The case was granted a class action certification which will make it the largest class action ever to be certified in South Africa, allowing hundreds of thousands of gold miners and their families to seek redress against gold mining companies.

The six gold producers have since come together to form the Mining Industry Working Group on Occupational Lung Disease to deal with the problem.

As chairperson of the grouping, Briggs said there’s a problem separate to the class action suit in that the claimants still haven’t received payment from a separate compensation fund that is managed by the Department of Health. 

READ: Gold mining firms granted partial leave to appeal silicosis ruling 

Mining companies pay approximately R8 per shift per worker into the special compensation fund, in which funds to the value of R3.7bn have accumulated. 

“There has been a significant slowdown in the payment to workers from these fund in the last couple of years,” Briggs said. 
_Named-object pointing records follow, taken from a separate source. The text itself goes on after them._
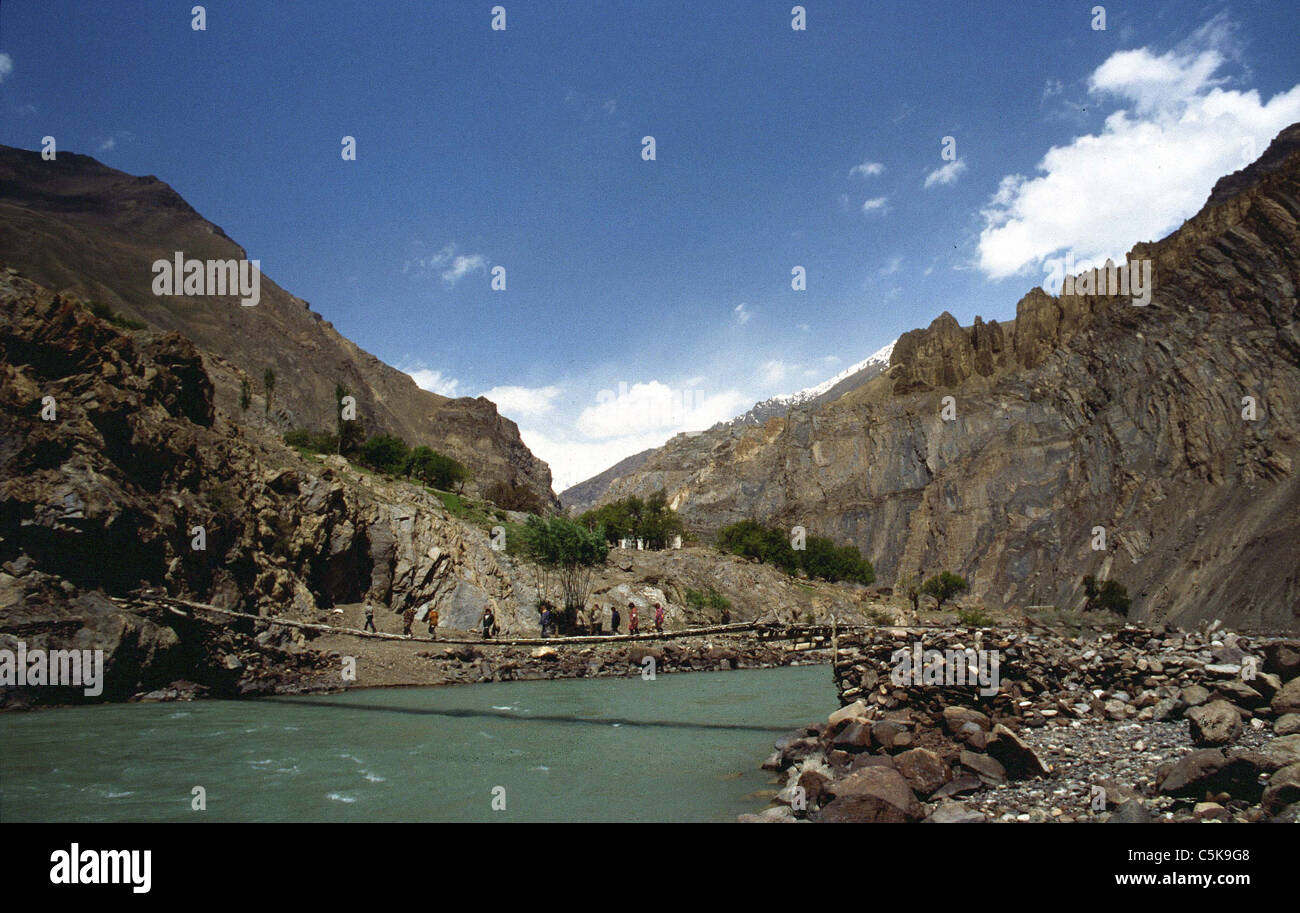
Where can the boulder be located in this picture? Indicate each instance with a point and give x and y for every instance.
(983, 766)
(1283, 790)
(1214, 723)
(1014, 754)
(956, 813)
(923, 770)
(871, 795)
(1288, 699)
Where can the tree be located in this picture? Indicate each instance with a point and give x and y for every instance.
(268, 380)
(944, 587)
(651, 520)
(910, 587)
(436, 470)
(385, 453)
(510, 494)
(564, 554)
(750, 539)
(1106, 596)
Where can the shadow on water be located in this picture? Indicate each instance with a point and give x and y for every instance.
(529, 718)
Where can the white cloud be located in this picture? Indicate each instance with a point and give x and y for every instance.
(462, 267)
(450, 265)
(772, 372)
(947, 174)
(1151, 167)
(523, 401)
(655, 406)
(433, 381)
(575, 459)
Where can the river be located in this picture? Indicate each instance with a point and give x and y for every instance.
(684, 747)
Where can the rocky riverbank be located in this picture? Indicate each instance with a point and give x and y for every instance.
(1129, 726)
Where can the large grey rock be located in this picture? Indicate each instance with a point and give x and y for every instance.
(1213, 725)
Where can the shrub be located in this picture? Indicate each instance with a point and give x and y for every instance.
(1106, 596)
(944, 587)
(111, 316)
(436, 470)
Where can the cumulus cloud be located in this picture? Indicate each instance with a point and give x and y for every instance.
(655, 406)
(772, 372)
(945, 174)
(433, 381)
(867, 169)
(450, 265)
(523, 401)
(1177, 130)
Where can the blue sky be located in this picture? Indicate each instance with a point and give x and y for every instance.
(651, 297)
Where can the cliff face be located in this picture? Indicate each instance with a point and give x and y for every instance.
(78, 226)
(1088, 411)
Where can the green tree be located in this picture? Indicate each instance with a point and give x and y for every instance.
(1105, 596)
(750, 539)
(436, 470)
(564, 554)
(944, 587)
(385, 453)
(909, 585)
(510, 494)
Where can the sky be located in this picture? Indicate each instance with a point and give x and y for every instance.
(913, 158)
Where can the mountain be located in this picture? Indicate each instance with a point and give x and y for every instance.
(1086, 411)
(845, 381)
(82, 228)
(585, 494)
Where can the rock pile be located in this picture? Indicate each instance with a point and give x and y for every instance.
(1204, 726)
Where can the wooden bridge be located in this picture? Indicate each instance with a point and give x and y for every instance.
(805, 636)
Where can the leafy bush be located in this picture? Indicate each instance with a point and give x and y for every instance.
(650, 519)
(385, 453)
(974, 618)
(707, 600)
(315, 442)
(111, 316)
(436, 470)
(1106, 596)
(512, 496)
(944, 587)
(819, 558)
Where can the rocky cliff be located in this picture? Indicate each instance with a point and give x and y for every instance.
(118, 475)
(78, 226)
(1086, 411)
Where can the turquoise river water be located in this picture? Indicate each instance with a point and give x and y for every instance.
(684, 747)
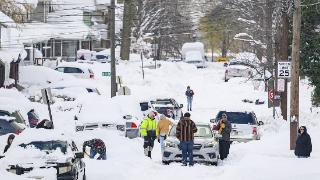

He added that a big challenge facing the gold mining companies in their compensation efforts is the fact that the affected miners are not readily traceable. 

The silicosis claims date back from as early as the 1960s and record-keeping and databases have been poor. 

“Only a fraction of the affected people are traceable, so we need those mine workers to come forward,” Briggs said. 

Nationally, the rate of silicosis – a lung disease caused by the inhalation of silica dust prevalent in mines – decreased by 24%.

Briggs said the chances are low nowadays of contracting silicosis, thanks to new technology such as filtration systems and centralised blasting that takes place when the mine is clear of workers.